Enquanto a direita ensaia um levante de papel, o Palácio dos Leões e o Planalto articulam a ocupação das duas cadeiras em disputa com o pragmatismo de quem conhece o riscado.
Por:
Altair Inácio
| O xadrez maranhense não é para amadores. |
Brasília vive sob a égide do 'amanhã', e o Senado Federal tornou-se o Santo Graal das ambições políticas para 2026. Não se trata apenas de renovar mandatos, mas de construir um escudo institucional. Para o presidente Lula, domar a Câmara Alta é a única vacina eficaz contra as crises de abstinência de governabilidade impostas pelo atual Centrão. No Maranhão, esse tabuleiro ganha contornos de realismo fantástico, onde o pragmatismo costuma atropelar as convicções ideológicas mais fervorosas logo no primeiro café da manhã palaciano.
A lista de
pretendentes ao Senado pelo campo governista no Maranhão parece um 'quem é
quem' das oligarquias e das novas forças que aprenderam a falar a língua do
poder. Temos de Weverton Rocha a Eliziane Gama, passando pela perene Roseana
Sarney, que parece provar a tese de que na política maranhense o passado nunca
é passado, ele apenas aguarda o próximo edital. A entrada de nomes como André
Fufuca no espectro lulista é a ironia fina dessa narrativa: um expoente do
centro que descobriu as virtudes do progressismo exatamente no momento em que
as chaves dos ministérios foram entregues.
Do outro
lado da cerca, a direita maranhense tenta vender a ilusão de uma 'primavera
conservadora' sob o sol escaldante do Nordeste. Roberto Rocha, o arauto dessa
mudança, prega uma vitória inédita, ignorando que o eleitor local costuma votar
com o olhar atento à máquina estatal.

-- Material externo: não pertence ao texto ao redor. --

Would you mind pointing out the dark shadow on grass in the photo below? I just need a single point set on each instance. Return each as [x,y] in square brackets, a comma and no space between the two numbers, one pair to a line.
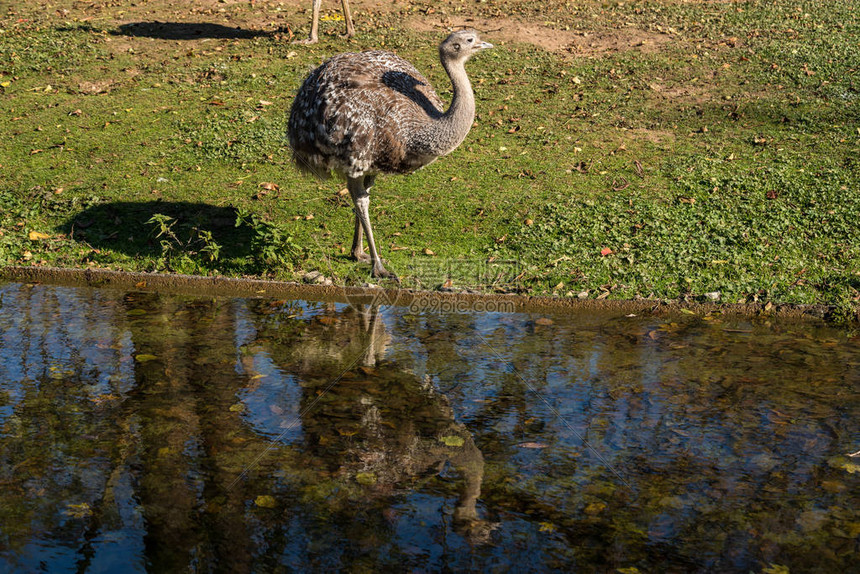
[186,31]
[123,226]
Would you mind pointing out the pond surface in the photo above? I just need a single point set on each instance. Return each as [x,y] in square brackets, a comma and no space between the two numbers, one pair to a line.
[143,432]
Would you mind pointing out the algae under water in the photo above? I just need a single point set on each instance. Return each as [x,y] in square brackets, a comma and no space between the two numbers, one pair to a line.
[144,432]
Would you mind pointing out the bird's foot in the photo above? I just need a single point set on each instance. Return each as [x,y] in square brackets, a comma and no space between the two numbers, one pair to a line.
[381,272]
[361,256]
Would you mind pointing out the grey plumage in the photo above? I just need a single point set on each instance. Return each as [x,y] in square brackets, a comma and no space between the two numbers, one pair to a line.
[361,114]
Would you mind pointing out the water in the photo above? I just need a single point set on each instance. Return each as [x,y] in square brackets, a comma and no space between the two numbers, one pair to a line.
[141,432]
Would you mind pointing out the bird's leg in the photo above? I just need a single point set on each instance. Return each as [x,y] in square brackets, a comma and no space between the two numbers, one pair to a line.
[350,29]
[357,248]
[315,25]
[361,198]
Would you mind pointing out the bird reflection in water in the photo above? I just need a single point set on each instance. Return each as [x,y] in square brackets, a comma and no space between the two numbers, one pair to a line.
[368,420]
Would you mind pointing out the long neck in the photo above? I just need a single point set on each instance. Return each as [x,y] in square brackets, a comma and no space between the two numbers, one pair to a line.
[446,133]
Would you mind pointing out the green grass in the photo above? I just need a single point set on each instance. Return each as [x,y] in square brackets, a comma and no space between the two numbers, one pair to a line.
[723,158]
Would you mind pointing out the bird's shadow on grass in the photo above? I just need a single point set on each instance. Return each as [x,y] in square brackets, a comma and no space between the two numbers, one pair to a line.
[187,31]
[128,227]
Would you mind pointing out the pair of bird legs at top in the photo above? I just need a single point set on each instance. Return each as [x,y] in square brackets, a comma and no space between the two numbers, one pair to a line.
[314,37]
[359,190]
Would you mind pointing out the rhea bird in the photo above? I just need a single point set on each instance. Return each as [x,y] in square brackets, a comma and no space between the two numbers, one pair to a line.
[362,114]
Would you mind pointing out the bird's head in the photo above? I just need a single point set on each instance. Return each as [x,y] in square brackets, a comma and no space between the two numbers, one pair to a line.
[462,45]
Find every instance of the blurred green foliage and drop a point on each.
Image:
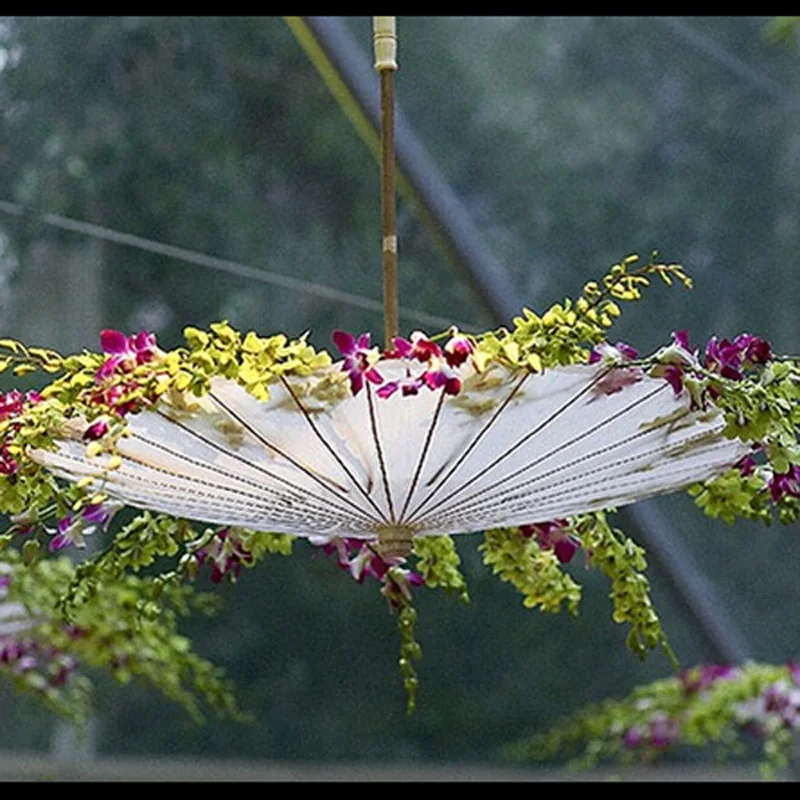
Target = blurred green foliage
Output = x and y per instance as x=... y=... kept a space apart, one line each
x=571 y=141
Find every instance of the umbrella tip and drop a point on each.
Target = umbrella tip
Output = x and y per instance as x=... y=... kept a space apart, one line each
x=395 y=541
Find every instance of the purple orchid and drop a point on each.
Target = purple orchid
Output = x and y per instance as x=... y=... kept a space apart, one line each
x=359 y=359
x=226 y=554
x=785 y=483
x=71 y=529
x=443 y=377
x=420 y=347
x=457 y=350
x=360 y=560
x=125 y=352
x=554 y=536
x=700 y=678
x=97 y=430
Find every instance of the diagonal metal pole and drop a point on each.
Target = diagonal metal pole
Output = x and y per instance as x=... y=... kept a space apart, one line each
x=436 y=202
x=344 y=65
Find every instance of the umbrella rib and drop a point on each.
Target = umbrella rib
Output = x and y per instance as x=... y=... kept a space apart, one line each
x=247 y=426
x=330 y=449
x=654 y=451
x=381 y=461
x=525 y=438
x=211 y=443
x=559 y=507
x=153 y=487
x=512 y=449
x=517 y=386
x=424 y=454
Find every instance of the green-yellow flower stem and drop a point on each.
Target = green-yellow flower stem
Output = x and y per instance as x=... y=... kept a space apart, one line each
x=386 y=64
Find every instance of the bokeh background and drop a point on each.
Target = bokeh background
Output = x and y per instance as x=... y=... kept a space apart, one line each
x=569 y=143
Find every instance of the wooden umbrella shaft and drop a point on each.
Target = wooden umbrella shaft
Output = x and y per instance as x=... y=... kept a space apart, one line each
x=386 y=64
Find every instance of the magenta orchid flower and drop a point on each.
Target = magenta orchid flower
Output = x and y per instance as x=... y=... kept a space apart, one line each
x=457 y=350
x=420 y=347
x=554 y=536
x=226 y=554
x=71 y=529
x=443 y=377
x=359 y=359
x=698 y=679
x=97 y=430
x=785 y=483
x=125 y=352
x=358 y=558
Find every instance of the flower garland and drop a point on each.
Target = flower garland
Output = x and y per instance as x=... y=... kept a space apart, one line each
x=91 y=396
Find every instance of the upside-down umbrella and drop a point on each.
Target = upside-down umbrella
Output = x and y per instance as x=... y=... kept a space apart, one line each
x=420 y=443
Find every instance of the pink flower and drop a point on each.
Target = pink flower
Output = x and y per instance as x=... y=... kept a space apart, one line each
x=96 y=430
x=71 y=529
x=444 y=377
x=360 y=359
x=783 y=483
x=420 y=347
x=457 y=350
x=746 y=465
x=698 y=679
x=360 y=560
x=554 y=536
x=226 y=554
x=8 y=464
x=125 y=352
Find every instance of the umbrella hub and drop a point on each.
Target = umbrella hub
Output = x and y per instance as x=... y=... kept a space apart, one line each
x=395 y=541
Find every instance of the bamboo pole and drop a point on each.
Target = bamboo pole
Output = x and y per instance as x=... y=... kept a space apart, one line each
x=385 y=44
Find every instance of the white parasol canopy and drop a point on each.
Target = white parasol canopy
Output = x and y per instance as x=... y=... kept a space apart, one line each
x=512 y=447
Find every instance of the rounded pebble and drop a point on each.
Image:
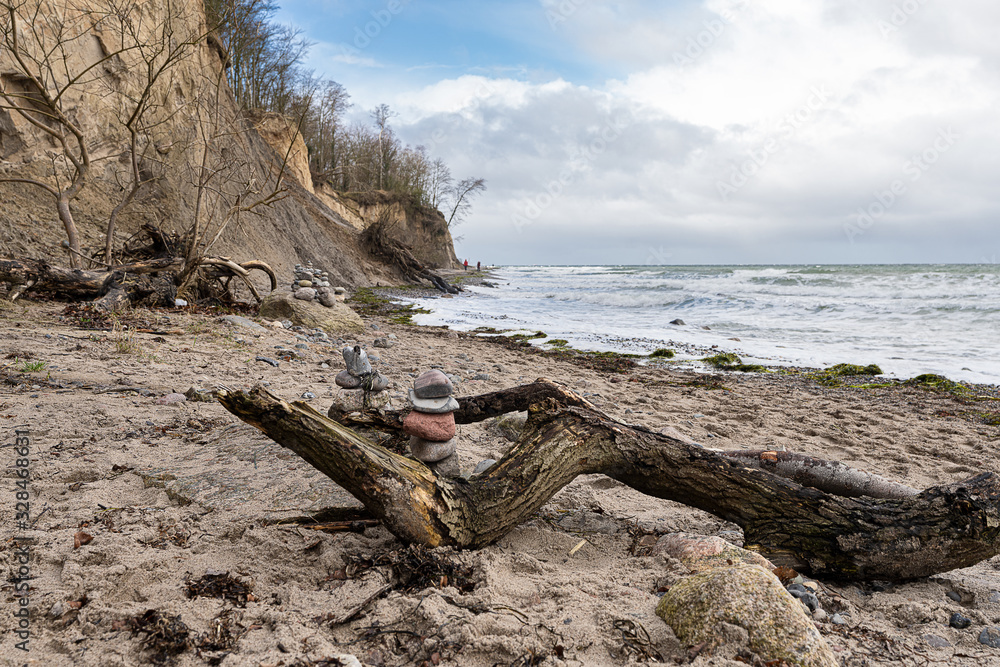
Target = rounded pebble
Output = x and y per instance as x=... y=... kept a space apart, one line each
x=990 y=637
x=959 y=622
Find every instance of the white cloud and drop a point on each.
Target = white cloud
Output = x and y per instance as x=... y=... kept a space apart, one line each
x=805 y=111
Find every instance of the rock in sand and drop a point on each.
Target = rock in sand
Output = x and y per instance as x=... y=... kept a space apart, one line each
x=338 y=319
x=749 y=597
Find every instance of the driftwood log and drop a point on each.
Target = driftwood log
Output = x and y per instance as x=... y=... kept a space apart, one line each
x=850 y=534
x=116 y=287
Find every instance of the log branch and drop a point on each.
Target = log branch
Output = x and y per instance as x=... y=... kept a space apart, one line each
x=938 y=529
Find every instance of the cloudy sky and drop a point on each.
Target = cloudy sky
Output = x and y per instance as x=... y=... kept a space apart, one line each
x=690 y=132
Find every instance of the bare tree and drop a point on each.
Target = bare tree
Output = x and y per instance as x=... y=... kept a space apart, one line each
x=324 y=132
x=387 y=144
x=39 y=41
x=438 y=182
x=228 y=181
x=462 y=194
x=153 y=51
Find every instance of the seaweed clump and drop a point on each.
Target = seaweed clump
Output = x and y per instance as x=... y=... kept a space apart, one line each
x=730 y=361
x=221 y=586
x=166 y=636
x=415 y=568
x=937 y=383
x=830 y=377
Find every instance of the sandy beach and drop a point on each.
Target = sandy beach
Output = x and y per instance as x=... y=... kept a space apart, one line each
x=167 y=494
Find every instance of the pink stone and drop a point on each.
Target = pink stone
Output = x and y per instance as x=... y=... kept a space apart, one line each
x=436 y=428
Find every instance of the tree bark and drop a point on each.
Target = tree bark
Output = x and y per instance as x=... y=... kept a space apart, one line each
x=938 y=529
x=75 y=283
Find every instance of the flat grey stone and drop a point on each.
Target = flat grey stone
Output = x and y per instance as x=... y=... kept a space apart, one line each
x=432 y=384
x=431 y=452
x=347 y=381
x=433 y=405
x=305 y=294
x=239 y=321
x=937 y=642
x=990 y=637
x=357 y=361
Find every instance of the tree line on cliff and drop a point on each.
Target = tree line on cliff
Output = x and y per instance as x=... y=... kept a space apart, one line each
x=266 y=73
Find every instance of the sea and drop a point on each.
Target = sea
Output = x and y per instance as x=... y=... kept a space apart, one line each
x=908 y=319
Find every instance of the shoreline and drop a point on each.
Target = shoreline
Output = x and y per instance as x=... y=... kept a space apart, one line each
x=776 y=317
x=693 y=362
x=188 y=489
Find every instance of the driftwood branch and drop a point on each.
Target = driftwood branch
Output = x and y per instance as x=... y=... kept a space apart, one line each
x=938 y=529
x=114 y=289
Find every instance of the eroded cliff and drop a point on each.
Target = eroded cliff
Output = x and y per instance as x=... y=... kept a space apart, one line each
x=194 y=146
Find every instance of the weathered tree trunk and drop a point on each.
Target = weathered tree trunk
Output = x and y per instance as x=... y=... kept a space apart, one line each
x=117 y=288
x=896 y=538
x=76 y=283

Sem um puxador de votos robusto para o
governo que consiga rivalizar com a estrutura dos Leões, a candidatura de Rocha
corre o risco de ser apenas uma nota de rodapé em um livro escrito por muitas
mãos governistas.
O fator
Eduardo Braide ainda paira como uma névoa sobre a capital. O silêncio do (ex) prefeito
de São Luís é lido por alguns como estratégia e por outros como hesitação. No
entanto, no vácuo de definições de Braide, o grupo governista avança como um
trator. A política, tal qual a natureza, abomina o vácuo, e as duas vagas para
o Senado em 2026 já estão sendo loteadas enquanto a oposição ainda discute quem
levará o café na reunião de planejamento.
No fim das
contas, a disputa pelo Senado no Maranhão em 2026 tende a ser menos um embate
de ideias e mais uma demonstração de força bruta de coalizão. Se Lula conseguir
manter o controle dessa orquestra heterogênea — que vai do PSOL ao PP de Fufuca
—, o resultado será a consolidação de um Senado que, se não for inteiramente
lulista, será ao menos suficientemente dócil para não interromper o sono de
quem ocupa o Planalto. Aos críticos, resta a ironia de observar a 'velha
política' ser rebatizada com novas esperanças.